E desde então tenho frequentado as sessões de terapia e reuniões de auto-ajuda. Já faz algumas semanas e ainda não consigo me abrir totalmente. Sempre tem uma barreira que me impede de ser 100%. Mas ela diz que isso é normal, sempre tem a timidez e falta de confiança a princípio. E que depois de um tempo e esforço eu conseguiria me abrir totalmente. E eu torço para que ela esteja certa.
O primeiro passo já foi dado e você tem todo um percurso à sua frente!

_Senhor? - Ela me tira de meus pensamentos com sua voz

Ela me entrega a minha lista de atividades a concluir enquanto guardava o celular na bolsa.

_Obrigado! - Ela me olha surpresa e em seguida desconfiada - Eu preciso ir.

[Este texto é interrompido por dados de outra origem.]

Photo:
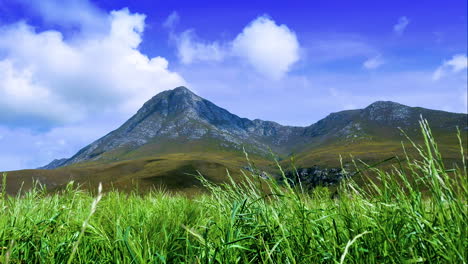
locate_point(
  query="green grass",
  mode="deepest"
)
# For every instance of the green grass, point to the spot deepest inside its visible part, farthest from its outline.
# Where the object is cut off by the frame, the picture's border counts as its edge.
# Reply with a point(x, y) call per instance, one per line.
point(388, 220)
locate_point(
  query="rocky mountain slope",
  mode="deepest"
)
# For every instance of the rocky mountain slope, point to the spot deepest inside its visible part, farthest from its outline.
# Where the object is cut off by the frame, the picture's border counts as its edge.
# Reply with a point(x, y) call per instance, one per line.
point(178, 121)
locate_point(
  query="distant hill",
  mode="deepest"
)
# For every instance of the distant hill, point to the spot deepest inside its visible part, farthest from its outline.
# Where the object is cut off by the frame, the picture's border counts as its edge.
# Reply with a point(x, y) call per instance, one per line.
point(178, 122)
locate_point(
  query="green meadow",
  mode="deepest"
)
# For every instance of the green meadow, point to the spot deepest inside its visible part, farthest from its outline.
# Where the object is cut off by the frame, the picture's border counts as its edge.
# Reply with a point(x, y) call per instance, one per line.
point(413, 212)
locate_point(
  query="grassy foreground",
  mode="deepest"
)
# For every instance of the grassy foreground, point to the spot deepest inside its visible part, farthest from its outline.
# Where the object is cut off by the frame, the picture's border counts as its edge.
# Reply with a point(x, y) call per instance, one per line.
point(387, 221)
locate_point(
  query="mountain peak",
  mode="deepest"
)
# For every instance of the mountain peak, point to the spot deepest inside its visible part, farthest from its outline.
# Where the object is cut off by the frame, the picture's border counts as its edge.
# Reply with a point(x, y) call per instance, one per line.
point(385, 104)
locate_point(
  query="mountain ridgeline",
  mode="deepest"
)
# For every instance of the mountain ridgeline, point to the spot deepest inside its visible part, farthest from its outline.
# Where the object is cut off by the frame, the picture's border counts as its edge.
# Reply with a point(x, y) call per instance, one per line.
point(179, 121)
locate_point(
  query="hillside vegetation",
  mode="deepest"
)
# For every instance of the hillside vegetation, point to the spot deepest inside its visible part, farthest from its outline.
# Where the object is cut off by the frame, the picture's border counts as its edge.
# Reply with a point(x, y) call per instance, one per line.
point(388, 220)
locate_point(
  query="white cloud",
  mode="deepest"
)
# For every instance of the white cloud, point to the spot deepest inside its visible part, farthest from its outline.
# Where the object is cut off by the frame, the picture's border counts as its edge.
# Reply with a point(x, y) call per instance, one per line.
point(399, 28)
point(44, 77)
point(172, 20)
point(191, 49)
point(373, 63)
point(457, 64)
point(269, 48)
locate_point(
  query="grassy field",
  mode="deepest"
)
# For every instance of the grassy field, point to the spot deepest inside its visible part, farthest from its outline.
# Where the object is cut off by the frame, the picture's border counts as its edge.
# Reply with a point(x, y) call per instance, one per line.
point(389, 220)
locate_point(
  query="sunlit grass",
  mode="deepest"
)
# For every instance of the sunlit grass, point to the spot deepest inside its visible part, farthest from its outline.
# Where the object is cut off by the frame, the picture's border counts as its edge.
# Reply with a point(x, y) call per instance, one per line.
point(415, 213)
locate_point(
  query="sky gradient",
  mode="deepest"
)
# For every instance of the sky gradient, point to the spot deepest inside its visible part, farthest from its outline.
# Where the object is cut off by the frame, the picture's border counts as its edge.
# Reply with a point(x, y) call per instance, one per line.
point(72, 71)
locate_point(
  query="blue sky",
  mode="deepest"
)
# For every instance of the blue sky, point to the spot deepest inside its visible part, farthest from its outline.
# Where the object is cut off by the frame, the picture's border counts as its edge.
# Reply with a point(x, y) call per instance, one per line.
point(71, 71)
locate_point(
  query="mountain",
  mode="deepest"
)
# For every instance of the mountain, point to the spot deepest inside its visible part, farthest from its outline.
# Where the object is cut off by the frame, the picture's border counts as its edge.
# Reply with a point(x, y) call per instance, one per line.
point(177, 132)
point(178, 120)
point(171, 119)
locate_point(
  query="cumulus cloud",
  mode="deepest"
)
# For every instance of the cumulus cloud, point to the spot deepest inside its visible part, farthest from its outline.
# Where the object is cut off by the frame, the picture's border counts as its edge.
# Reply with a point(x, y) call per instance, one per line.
point(192, 49)
point(373, 63)
point(270, 49)
point(457, 64)
point(45, 77)
point(399, 28)
point(172, 20)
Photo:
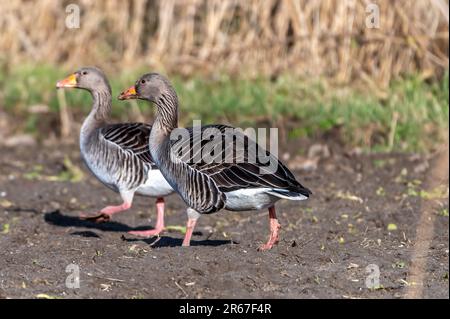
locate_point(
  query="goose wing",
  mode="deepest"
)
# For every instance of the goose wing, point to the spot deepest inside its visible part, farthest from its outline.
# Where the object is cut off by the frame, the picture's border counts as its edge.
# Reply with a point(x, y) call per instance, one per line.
point(132, 138)
point(236, 163)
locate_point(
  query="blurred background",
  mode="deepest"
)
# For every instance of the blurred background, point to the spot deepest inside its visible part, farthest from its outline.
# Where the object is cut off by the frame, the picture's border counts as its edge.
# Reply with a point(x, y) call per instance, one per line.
point(359, 90)
point(367, 74)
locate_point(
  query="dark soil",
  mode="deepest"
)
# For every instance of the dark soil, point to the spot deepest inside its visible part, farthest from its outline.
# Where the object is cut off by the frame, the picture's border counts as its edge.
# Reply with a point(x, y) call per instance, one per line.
point(326, 242)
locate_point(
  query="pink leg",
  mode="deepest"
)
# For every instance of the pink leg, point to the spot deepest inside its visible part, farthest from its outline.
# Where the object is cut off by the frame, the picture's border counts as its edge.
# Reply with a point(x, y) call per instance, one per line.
point(106, 213)
point(159, 227)
point(274, 229)
point(189, 230)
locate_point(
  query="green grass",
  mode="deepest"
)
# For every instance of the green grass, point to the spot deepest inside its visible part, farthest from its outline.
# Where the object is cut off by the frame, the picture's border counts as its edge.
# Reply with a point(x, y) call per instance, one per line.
point(303, 108)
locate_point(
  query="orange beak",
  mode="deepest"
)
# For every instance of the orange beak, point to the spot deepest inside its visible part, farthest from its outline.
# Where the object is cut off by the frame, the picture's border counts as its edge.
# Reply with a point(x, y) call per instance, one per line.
point(128, 94)
point(69, 82)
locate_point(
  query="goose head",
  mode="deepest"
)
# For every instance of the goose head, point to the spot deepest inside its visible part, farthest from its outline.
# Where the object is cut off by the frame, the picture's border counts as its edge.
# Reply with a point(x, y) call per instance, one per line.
point(151, 87)
point(87, 78)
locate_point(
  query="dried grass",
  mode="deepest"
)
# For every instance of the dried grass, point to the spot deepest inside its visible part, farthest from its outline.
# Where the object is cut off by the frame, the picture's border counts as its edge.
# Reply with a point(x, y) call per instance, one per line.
point(326, 38)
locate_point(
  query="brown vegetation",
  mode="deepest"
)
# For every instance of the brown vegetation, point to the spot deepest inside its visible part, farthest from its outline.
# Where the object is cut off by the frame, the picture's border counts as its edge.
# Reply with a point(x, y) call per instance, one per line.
point(255, 37)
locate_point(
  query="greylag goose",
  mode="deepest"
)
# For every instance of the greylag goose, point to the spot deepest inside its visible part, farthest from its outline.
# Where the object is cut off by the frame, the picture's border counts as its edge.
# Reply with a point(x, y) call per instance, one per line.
point(117, 154)
point(209, 186)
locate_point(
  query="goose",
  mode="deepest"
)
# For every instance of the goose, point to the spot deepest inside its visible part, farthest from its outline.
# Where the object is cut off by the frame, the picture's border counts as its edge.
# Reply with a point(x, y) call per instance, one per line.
point(210, 186)
point(117, 154)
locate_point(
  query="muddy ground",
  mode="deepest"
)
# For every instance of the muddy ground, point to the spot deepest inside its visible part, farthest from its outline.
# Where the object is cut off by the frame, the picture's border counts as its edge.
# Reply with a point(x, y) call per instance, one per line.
point(365, 210)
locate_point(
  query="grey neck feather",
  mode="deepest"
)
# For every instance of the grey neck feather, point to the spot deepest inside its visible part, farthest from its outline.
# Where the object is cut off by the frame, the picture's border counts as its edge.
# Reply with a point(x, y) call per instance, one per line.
point(99, 114)
point(166, 121)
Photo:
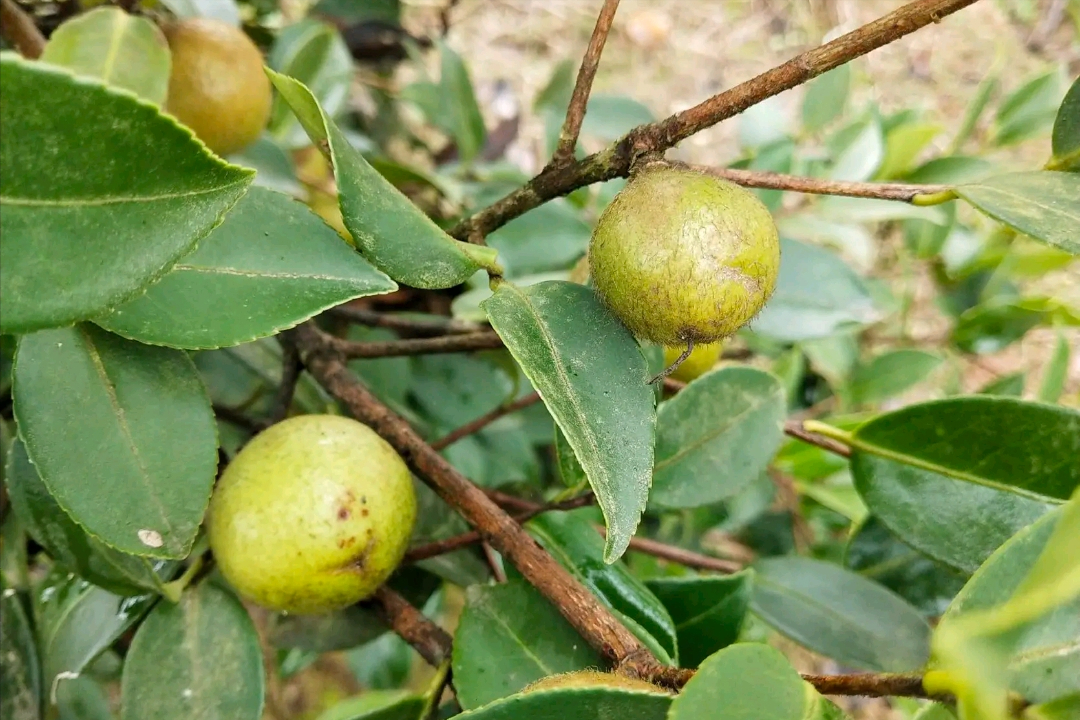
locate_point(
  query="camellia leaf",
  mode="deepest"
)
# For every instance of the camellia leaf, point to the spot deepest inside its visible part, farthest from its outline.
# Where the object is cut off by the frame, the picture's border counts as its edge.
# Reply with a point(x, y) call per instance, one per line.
point(124, 51)
point(1043, 204)
point(716, 436)
point(102, 184)
point(122, 435)
point(510, 636)
point(198, 659)
point(593, 379)
point(271, 265)
point(391, 232)
point(840, 614)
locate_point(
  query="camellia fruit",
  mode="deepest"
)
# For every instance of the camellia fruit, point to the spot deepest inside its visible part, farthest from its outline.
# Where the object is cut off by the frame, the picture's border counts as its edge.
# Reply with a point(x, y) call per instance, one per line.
point(312, 515)
point(217, 86)
point(684, 258)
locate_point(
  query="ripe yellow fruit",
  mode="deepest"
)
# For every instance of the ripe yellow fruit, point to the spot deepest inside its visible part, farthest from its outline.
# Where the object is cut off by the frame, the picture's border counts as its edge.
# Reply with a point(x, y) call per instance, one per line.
point(217, 86)
point(312, 515)
point(593, 679)
point(680, 256)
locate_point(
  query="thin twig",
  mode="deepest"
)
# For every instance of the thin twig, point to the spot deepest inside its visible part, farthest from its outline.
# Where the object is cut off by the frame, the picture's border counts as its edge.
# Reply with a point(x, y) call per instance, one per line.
point(617, 159)
point(485, 420)
point(576, 111)
point(19, 30)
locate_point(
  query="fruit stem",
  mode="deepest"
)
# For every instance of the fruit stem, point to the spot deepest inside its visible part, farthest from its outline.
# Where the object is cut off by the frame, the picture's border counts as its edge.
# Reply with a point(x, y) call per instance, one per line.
point(674, 366)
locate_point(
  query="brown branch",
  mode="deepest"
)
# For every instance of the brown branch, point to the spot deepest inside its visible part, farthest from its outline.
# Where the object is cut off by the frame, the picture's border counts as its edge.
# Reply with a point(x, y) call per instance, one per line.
point(427, 638)
point(595, 623)
point(576, 111)
point(616, 160)
point(753, 178)
point(484, 421)
point(18, 28)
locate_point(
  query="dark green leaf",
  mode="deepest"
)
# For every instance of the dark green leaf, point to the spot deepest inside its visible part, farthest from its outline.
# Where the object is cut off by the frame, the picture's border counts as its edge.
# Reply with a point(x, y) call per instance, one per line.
point(21, 692)
point(746, 681)
point(716, 436)
point(391, 232)
point(271, 265)
point(1027, 448)
point(592, 376)
point(198, 659)
point(1042, 204)
point(123, 51)
point(572, 540)
point(102, 184)
point(709, 611)
point(817, 294)
point(122, 435)
point(840, 614)
point(510, 636)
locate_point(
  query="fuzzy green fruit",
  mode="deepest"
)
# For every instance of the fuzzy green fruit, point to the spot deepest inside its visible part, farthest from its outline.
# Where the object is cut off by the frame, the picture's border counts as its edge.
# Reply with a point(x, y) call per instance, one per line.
point(682, 257)
point(312, 515)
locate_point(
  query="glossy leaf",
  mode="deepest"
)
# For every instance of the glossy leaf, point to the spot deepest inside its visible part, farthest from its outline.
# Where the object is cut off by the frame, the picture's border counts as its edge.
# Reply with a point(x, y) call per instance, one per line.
point(1027, 448)
point(272, 263)
point(67, 543)
point(709, 611)
point(1042, 204)
point(592, 377)
point(746, 681)
point(136, 192)
point(576, 704)
point(77, 622)
point(99, 411)
point(313, 53)
point(508, 637)
point(817, 294)
point(21, 692)
point(198, 659)
point(391, 232)
point(570, 538)
point(124, 51)
point(840, 614)
point(715, 436)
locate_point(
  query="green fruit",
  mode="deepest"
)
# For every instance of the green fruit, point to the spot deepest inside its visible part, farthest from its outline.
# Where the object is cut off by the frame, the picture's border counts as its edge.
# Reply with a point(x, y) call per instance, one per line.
point(312, 515)
point(682, 257)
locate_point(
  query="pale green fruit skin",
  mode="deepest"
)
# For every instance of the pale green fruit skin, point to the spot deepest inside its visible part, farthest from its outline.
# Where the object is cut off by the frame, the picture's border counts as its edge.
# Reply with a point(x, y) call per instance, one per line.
point(312, 515)
point(679, 256)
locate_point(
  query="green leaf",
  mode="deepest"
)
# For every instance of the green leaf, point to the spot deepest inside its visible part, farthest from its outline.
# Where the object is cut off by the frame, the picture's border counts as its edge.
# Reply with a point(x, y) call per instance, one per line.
point(817, 295)
point(1027, 448)
point(876, 554)
point(840, 614)
point(826, 98)
point(391, 232)
point(122, 435)
point(709, 611)
point(1042, 204)
point(67, 543)
point(891, 374)
point(21, 673)
point(458, 109)
point(198, 659)
point(1066, 136)
point(508, 637)
point(593, 378)
point(746, 681)
point(124, 51)
point(272, 263)
point(312, 52)
point(570, 538)
point(576, 704)
point(102, 184)
point(77, 621)
point(715, 436)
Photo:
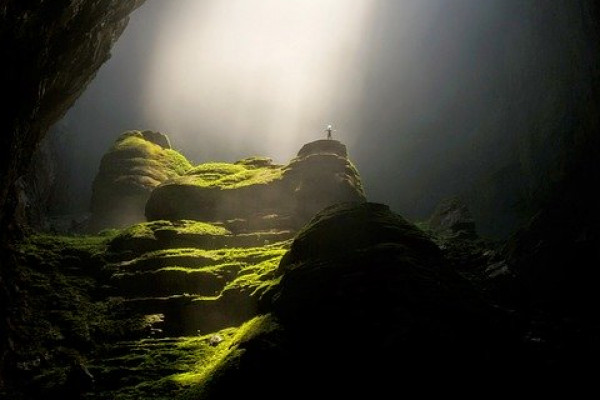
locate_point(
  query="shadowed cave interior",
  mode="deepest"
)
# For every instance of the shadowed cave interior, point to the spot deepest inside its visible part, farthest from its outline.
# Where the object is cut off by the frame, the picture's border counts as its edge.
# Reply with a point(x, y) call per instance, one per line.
point(158, 243)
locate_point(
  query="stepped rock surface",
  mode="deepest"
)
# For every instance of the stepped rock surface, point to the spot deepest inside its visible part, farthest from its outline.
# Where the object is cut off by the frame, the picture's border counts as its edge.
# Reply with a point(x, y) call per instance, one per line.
point(137, 163)
point(254, 188)
point(364, 292)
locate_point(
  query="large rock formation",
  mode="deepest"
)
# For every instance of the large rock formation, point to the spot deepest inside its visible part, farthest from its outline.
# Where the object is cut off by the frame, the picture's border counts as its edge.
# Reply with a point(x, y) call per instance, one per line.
point(129, 171)
point(363, 298)
point(251, 189)
point(50, 51)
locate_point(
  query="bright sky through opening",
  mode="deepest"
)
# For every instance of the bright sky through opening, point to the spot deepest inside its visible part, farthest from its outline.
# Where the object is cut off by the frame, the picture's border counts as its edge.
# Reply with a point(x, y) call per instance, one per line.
point(232, 73)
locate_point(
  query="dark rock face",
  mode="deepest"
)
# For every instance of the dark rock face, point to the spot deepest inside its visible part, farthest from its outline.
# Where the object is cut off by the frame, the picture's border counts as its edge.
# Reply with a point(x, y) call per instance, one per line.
point(323, 147)
point(363, 291)
point(320, 176)
point(50, 51)
point(129, 171)
point(452, 217)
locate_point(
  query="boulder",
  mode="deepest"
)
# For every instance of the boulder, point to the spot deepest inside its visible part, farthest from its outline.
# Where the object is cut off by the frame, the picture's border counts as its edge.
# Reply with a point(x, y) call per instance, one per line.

Caminho até o meu carro e entro. Leio cada tópico da lista e era muita coisa.
Isso que dá ter sido um idiota a vida inteira!
Meu subconsciente não me dava sossego um segundo sequer. E o pior é que é verdade. Não é da noite para o dia que eu conseguiria, mas todos os dias eu tentaria. Muitos irão estranhar essa mudança repentina mas eu não me importo com a opinião dos outros. Contanto que eu pare de me sentir um merda é válido. Dirijo até a Organização de auto-ajuda e dei sorte, estava prestes a começar. Me sento e a coordenadora começa a explicar o propósito das reuniões. Toda semana ela fazia isso pois sempre tinha alguns novatos. Cada pessoa estava sentada em formato de círculo e ela dá a palavra para quem quisesse começar. Ninguém se prontifica, até que depois de alguns minutos em um silêncio ensurdecedor, um homem levanta a mão e começa a contar brevemente a sua vida.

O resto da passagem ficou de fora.